Authors and Affiliations

Authors

Corresponding author

Correspondence to Avinash Achar.

Additional information

Publisher's Note

Springer Nature remains neutral with regard to jurisdictional claims in published maps and institutional affiliations.

Appendices

Comparison with the apriori-based closed episode miner

As stated earlier in Sect. 7, monotonicity property exploited by [27] (or its refined version [25]) and the one exploited here are different. This makes the candidate generation step proposed here substantially different from that of [27] or [25]. The algorithm in [25] produces candidate episodes that are generators of ultimately closed episodes. One needs to ultimately perform a closure operation on the generators to obtain what are called instance-closed episodes. The final set of closed episodes are obtained from post-filtering the set of instance-closed episodes. The main point to note is that [25] generates a potential candidate if all its subepisodes (including that of the same size) are also frequent. In other words, it exploits the subepisode structure that exists within episodes of the same size sharing the same g-map.

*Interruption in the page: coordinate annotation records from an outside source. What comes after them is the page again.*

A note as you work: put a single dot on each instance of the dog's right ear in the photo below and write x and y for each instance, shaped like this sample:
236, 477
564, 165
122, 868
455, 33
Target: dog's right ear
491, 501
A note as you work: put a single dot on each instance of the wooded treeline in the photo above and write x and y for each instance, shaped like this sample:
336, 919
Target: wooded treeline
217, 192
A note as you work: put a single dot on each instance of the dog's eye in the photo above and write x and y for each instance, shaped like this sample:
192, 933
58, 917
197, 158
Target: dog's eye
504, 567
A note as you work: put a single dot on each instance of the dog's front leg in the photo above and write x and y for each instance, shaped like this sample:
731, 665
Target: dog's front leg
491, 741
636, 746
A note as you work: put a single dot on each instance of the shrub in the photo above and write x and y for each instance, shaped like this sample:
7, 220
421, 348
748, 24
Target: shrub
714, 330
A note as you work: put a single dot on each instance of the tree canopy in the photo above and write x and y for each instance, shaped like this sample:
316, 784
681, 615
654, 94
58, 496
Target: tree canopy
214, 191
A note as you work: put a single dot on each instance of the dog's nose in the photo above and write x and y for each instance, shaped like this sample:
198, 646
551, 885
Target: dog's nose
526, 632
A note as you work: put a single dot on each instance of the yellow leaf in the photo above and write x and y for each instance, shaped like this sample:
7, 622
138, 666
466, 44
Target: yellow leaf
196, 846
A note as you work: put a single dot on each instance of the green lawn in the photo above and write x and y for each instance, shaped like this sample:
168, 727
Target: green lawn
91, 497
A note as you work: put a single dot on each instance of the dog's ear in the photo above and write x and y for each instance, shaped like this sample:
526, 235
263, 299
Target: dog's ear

In this paper, we are using both frequency and BE to prune candidates. The monotonicity property satisfied by BE is a much weaker condition as compared to that of frequency alone. An \(\ell \)-node episode is generated as a candidate if and only if all its \((\ell - 1)\)-node maximal subepisodes obtained by dropping the last node among all nodes mapped to the same event-type are found frequent. In fact the BE-based measure does not demand the check for the existence of subepisodes of the same size as subepisodes of the same size are not guaranteed to have high BE in spite of the given episode’s high BE. Continuing with the same serial episode event sequence example, the serial episode has a high BE in this data; however, all its subepisodes of the same size will have zero BE as they are obtained by dropping one or more edges from the parent serial episode. For instance, suppose there is an edge from node i to node j in \(\alpha \). If the edge between node i and j is dropped from \(\alpha \) to obtain a \(\beta \), then \(H_{ij}^{\beta }\) will be zero because in the occurrences tracked i precedes j always.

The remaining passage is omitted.